Singapore’s 4‑Room Market: Where Prices Take Off & Buyers Get Confused
In the heart of Queenstown, Ang Mo Kio and Bukit Merah, four‑room flats are suddenly worth a half‑million dollars or more. Snapshots of these eye‑popping prices were actually shared in a previous post, so you already know where the action is.
What an Agent Says About the 55‑Plus Crowd
Fresh from a chat with a savvy realtor, here’s the lowdown:
- People in their 50s and 60s are likely empty‑nesters. Their grown‑up kids have already packed up, so they don’t feel the squeeze that younger families do.
- For them, moving into a four‑room (or even a three‑room) is a relatively easy transition.
- We must, however, keep the new‑generation buyers in mind – they’re the real “home seekers.”
- Currently, first‑time buyers can only afford four‑room or three‑room flats. Anything larger steps out of their bite‑size budget.
- When those older buyers, who once owned condos or landed homes, start eyeing smaller spaces, price tags will climb to the million‑dollar mark.
Why the Market’s Getting a Tweak
The Housing & Development Board (HDB) has flagged the trend, keeping a close eye on four‑room and smaller flats.
The older crowd isn’t so keen on the five‑room model either. Many want:
- More space for a burgeoning grandchild schedule.
- Room for nieces, nephews, or even cousins who might move in as they age.
That’s why resale Executive Condominiums are starting to look appealing – they’re like the “big cousins” of the flat market.
Rental Realities and the Foreign Labour Shuffle
With the 15‑month waiting period” finally finished and foreign labour coming back, landlords are perked up. Here’s what the numbers say:
- Rentals have already gone up in 2022 – and that trend isn’t slowing down anytime soon.

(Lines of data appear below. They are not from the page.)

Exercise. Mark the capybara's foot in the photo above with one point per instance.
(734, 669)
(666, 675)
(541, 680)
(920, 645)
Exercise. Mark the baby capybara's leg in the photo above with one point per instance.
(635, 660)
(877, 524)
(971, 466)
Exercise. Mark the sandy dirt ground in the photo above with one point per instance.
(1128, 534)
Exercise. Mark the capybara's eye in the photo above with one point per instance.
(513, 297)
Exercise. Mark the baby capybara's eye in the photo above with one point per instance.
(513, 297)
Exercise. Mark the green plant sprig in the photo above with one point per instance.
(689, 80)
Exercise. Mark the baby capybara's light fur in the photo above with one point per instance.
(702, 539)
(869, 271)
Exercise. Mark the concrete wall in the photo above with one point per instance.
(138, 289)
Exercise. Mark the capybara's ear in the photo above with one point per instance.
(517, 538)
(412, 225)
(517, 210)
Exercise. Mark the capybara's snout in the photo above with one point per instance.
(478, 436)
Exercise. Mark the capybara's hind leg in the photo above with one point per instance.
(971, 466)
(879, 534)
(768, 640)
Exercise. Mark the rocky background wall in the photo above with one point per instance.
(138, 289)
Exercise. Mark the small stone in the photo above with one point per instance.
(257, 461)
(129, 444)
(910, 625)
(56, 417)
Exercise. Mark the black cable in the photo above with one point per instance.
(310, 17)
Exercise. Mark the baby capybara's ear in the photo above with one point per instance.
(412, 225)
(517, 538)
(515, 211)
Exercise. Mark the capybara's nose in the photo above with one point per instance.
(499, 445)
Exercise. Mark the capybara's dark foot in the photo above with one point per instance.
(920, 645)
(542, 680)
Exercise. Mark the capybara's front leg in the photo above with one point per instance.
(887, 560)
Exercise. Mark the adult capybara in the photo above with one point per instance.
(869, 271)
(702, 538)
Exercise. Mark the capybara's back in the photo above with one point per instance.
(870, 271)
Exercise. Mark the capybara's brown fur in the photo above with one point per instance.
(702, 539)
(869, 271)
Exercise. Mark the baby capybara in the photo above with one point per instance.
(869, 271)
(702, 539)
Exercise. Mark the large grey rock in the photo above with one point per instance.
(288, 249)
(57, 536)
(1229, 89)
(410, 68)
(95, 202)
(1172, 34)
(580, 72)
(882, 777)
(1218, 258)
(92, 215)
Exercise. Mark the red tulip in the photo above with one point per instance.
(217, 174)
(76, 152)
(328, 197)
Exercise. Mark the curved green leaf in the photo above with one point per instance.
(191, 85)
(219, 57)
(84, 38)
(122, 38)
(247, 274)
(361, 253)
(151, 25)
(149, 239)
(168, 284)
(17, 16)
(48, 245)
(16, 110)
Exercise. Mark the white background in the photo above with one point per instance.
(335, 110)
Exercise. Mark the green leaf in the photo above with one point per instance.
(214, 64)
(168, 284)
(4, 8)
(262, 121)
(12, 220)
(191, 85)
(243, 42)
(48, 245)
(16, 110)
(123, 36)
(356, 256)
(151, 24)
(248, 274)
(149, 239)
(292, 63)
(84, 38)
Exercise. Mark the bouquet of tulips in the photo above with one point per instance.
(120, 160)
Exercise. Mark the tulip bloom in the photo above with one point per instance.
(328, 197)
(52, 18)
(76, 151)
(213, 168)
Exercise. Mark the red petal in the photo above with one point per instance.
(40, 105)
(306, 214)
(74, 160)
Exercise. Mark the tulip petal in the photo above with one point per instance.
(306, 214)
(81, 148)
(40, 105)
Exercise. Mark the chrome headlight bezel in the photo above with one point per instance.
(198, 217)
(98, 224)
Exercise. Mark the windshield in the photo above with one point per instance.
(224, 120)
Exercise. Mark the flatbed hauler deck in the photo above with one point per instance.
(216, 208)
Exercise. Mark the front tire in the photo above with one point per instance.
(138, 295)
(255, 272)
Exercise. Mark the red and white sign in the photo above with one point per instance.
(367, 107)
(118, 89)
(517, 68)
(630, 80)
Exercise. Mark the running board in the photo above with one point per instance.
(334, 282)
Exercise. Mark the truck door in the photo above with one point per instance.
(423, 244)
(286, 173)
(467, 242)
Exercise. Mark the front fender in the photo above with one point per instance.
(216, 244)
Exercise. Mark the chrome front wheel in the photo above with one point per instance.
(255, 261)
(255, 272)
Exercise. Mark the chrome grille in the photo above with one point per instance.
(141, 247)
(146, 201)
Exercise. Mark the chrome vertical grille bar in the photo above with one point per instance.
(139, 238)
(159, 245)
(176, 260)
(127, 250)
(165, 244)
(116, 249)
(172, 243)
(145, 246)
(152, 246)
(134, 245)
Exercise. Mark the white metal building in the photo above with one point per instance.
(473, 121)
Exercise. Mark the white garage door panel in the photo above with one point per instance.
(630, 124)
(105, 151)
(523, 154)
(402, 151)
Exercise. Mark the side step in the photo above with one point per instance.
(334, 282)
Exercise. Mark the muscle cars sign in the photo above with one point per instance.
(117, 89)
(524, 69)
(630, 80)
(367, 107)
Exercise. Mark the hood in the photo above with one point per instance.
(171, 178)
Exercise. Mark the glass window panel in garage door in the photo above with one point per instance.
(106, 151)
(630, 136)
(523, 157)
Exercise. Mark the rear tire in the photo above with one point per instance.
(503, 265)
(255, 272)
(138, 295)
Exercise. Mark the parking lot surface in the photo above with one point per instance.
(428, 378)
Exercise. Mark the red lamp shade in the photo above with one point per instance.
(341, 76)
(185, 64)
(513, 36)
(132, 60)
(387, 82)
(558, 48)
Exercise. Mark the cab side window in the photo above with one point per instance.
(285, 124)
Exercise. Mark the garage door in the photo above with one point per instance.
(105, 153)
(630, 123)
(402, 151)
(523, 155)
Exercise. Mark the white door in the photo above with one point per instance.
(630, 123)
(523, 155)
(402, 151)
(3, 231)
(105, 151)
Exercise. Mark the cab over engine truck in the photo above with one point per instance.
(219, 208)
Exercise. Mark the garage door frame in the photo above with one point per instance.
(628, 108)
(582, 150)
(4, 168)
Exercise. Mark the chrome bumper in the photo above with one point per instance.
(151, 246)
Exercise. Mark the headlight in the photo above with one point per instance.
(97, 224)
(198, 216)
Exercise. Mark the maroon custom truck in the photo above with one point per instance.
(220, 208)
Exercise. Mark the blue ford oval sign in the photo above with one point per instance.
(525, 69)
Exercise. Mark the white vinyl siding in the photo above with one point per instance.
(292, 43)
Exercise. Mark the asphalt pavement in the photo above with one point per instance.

- Some landlords tout the rise in interest rates as a reason to hike rents, but let’s be honest – it’s in the pocket of the landlords.
Bottom Line
So, if you’re eyeing a home or planning to rent out, be ready for:
- High price tags for four‑room flats in hotspots.
- First‑time buyers chasing the 4‑room sweet spot.
- A market that might soon see the 1‑million‑dollar club open for old‑timers swapping landed properties for smaller units.
- Rising rents riding on interest rates and returning workers.
That’s the scoop from Stackedhomes – where we keep you ahead of the market curve.